The school is a neat building in the centre of the village, attended by 40 children.

BUTTERWICK is a small township and village on the south bank of the Rye, 2 miles from Barton railway station, and nearly 8 miles N.W. of Malton. The landowners are Lord Headley, who is also lord of the manor; Hardwick Lownsbrough, Butterwick; Jeffrey Nicholson, and Wm. Wood. The soil varies from a deep loam to clay and sand. The rateable value of the township is 802, area 860 acres, and number of inhabitants 63. The chapel-of-ease is a plain stone structure, in the Early English style, built in 1868, at a cost of between 300 and 400, and recently altered and improved. The rector has this year (1889) recovered the old Norman font formerly in the parish church, but for some time degraded into a cattle trough at Slingsby, and has restored it to its original purpose in this chapel.

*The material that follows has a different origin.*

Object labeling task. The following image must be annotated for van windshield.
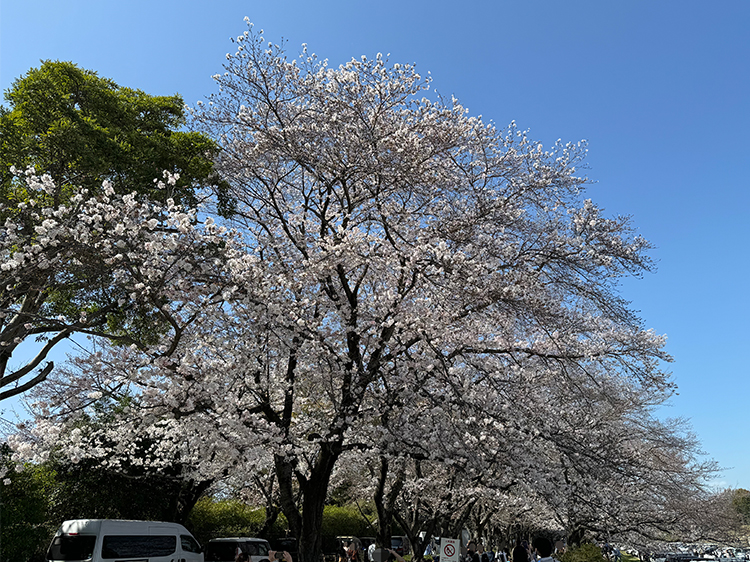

Numerous fragments of Roman pottery have been recently found in this township which may be taken as evidence of a Roman settlement at Butterwick.

CONEYSTHORPE is a township of 1,205 acres, situated on the southern limits of the parish, and within the Wapentake of Bulmer. The Earl of Carlisle is sole owner and lord of the manor. The soil is loamy, resting on limestone; a large portion is laid down in pasture. For rating purposes the township is valued at 750; population 185.

The village which is both neat and well built, is situated on an open green near the northern entrance to Castle Howard park, and 2 miles from Barton. The chapel-of-ease was erected by the late Earl of Carlisle in 1835, restored in 1888, and re-opened by the Archbishop of York on the 13th of April of the same year. It is a neat building with western bell turret. The village school was built by the late earl in 1852, and is chiefly supported by the owner of Castle Howard; it is attended by 46 children.

On the heights dividing Coneysthorpe from Barton-le-Street there are a large deep trench and other earth works, supposed to have been constructed during the Romano-British period. There are also several barrows or tumuli, some of which have been examined, and found to contain sepulchral remains of the same period.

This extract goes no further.